• cell shortening;
  • cirrhosis;
  • cytokine;
  • diastolic;
  • heart;
  • NF-κB;
  • systolic;
  • TNF-α


Background/Aims: Cytokines such as tumour necrosis factor (TNF-α) contribute to the pathogenesis of cirrhotic cardiomyopathy. Nuclear factor-κB (NF-κB) is crucial for cytokine regulation, and induces cardiac dysfunction in several heart disease models. We aimed to elucidate possible NF-κB involvement in cirrhotic cardiomyopathy.
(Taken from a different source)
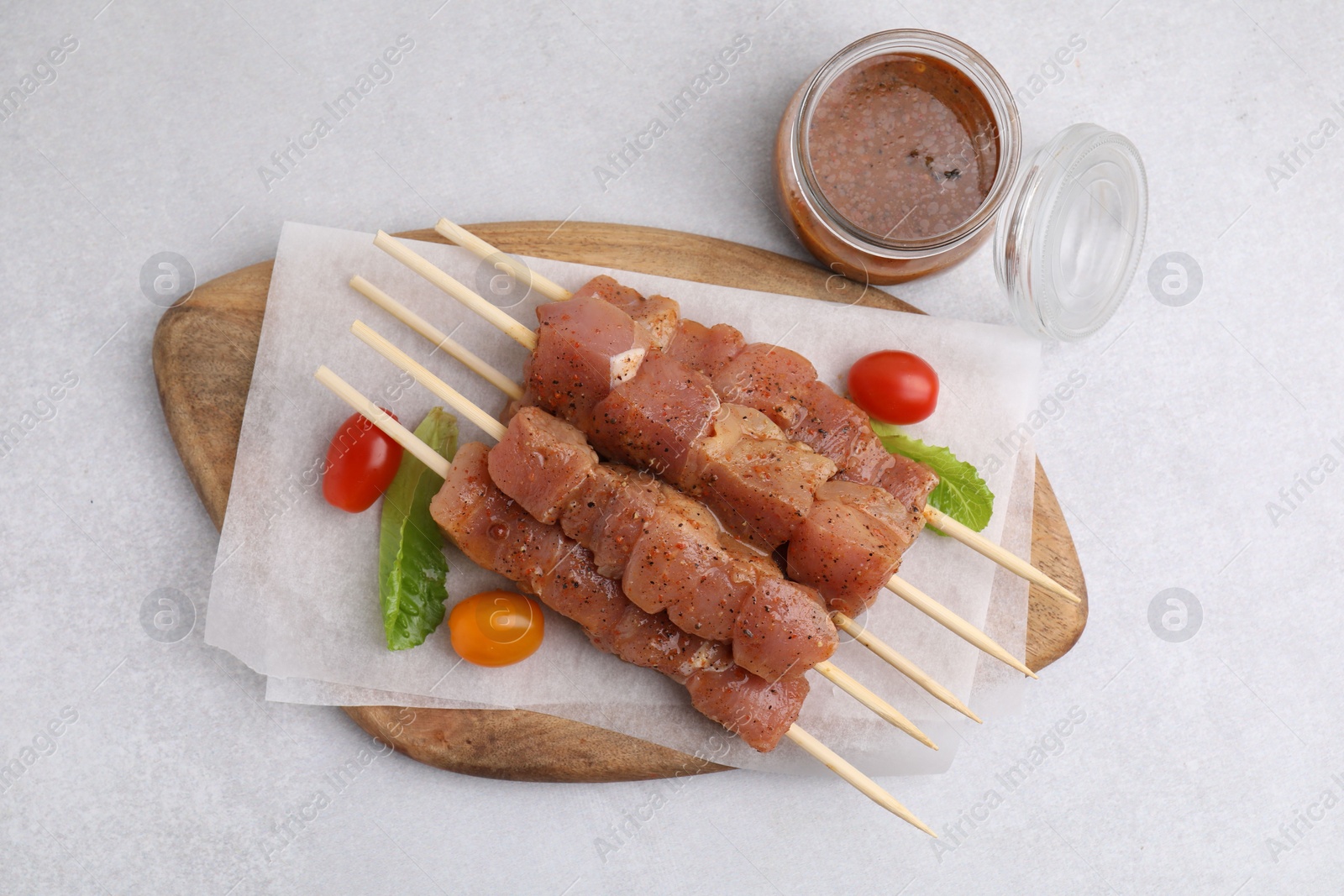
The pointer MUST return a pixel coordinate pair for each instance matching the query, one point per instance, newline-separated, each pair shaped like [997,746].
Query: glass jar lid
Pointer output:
[1070,234]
Methods: Rats were bile duct ligated (BDL) to produce cirrhosis; controls received sham operation. Animals were studied 4 weeks later. Two NF-κB inhibitors were used: pyrrolidine dithiocarbamate (PDTC) and Bay 11-7082. Four groups were studied in most protocols: sham control, sham+PDTC, BDL and BDL+PDTC. Additional contractility studies were performed with Bay 11-7082. Myocardial NF-κB and TNF-α expression was measured by Western blot and ELISA. The contractility of isolated cardiomyocytes was observed under direct microscopy.
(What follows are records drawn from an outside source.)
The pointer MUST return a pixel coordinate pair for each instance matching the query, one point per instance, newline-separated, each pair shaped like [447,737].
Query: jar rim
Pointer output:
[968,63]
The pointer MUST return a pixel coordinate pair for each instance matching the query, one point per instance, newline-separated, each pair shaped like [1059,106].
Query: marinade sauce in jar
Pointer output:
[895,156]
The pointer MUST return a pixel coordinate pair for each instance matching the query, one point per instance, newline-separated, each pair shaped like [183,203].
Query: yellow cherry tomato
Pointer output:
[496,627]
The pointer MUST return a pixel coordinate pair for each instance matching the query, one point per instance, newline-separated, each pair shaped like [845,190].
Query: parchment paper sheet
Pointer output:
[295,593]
Results: Nuclear factor-κB and TNF-α levels were increased in cirrhotic hearts compared with controls. PDTC significantly reduced NF-κB activity and TNF-α expression in cirrhotic hearts; controls were unaffected. Cirrhotic cardiomyocytes showed decreased systolic and diatolic velocity compared with sham controls. Both PDTC and Bay 11-7082 restored contractile function in cirrhotic cardiomyocytes, but did not affect controls.

Conclusions: Inhibition of the increased NF-κB activity in cirrhotic hearts was associated with improvement of attenuated cardiomyocyte contractility. NF-κB, via effects on cytokine expression, may contribute to the pathogenesis of cirrhotic cardiomyopathy.